Data protection in Shield - AWS WAF, AWS Firewall Manager, and AWS Shield Advanced

Data protection in Shield

Shield conforms to the AWS shared responsibility model, which includes regulations and guidelines for data protection. AWS is responsible for protecting the global infrastructure that runs all the AWS services. AWS maintains control over data hosted on this infrastructure, including the security configuration controls for handling customer content and personal data. AWS customers and APN partners, acting either as data controllers or data processors, are responsible for any personal data that they put in the AWS Cloud.

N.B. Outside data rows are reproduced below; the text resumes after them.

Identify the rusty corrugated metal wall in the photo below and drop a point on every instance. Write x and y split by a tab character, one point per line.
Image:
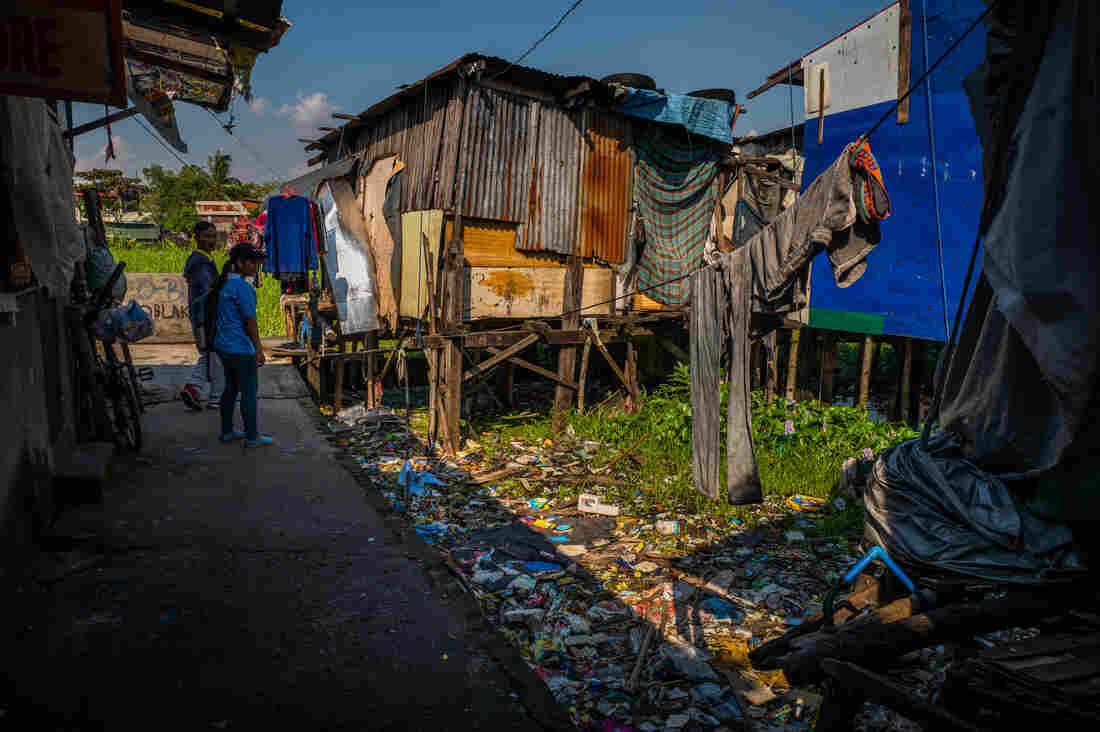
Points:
606	171
527	162
498	146
552	193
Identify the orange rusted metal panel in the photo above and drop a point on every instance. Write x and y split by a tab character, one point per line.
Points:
606	181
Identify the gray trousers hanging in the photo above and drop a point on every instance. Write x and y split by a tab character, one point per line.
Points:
721	297
743	480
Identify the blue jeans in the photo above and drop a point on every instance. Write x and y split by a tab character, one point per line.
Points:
242	377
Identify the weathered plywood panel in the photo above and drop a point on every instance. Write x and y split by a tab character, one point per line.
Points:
529	292
164	297
418	227
861	67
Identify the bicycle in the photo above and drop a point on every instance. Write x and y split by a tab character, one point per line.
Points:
111	404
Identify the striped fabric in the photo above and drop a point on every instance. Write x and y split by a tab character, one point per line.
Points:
675	186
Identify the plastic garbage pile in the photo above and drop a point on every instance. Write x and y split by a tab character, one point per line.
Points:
635	622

Shield entities—such as protections—are encrypted at rest, except in certain Regions where encryption is not available, including China (Beijing) and China (Ningxia). Unique encryption keys are used for each Region.

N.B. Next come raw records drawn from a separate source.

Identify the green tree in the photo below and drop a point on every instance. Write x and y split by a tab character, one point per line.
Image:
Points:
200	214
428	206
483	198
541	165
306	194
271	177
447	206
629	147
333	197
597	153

For data protection purposes, we recommend that you protect AWS account credentials and set up individual user accounts with AWS Identity and Access Management (IAM), so that each user is given only the permissions necessary to fulfill their job duties. We also recommend that you secure your data in the following ways:

  • Use multi-factor authentication (MFA) with each account.

  • Use TLS to communicate with AWS resources. We recommend TLS 1.2 or later.

  • Set up API and user activity logging with AWS CloudTrail. See AWS CloudTrail API Reference.

  • Use AWS encryption solutions, along with all default security controls within AWS services.

  • Use advanced managed security services such as Amazon Macie, which assists in discovering and securing personal data stored in Amazon S3.

  • If you require FIPS 140-2 validated cryptographic modules when accessing AWS through a command line interface or an API, use a FIPS endpoint. For more information about the available FIPS endpoints, see Federal Information Processing Standard (FIPS) 140-2.

We strongly recommend that you never put sensitive identifying information, such as your customers' account numbers, into free-form fields such as a Name field. This includes when you work with Shield or other AWS services using the console, API, AWS CLI, or AWS SDKs. Any piece of data that you enter into Shield or other services might get picked up for inclusion in diagnostic logs. When you provide a URL to an external server, don't include credentials information in the URL to validate your request to that server.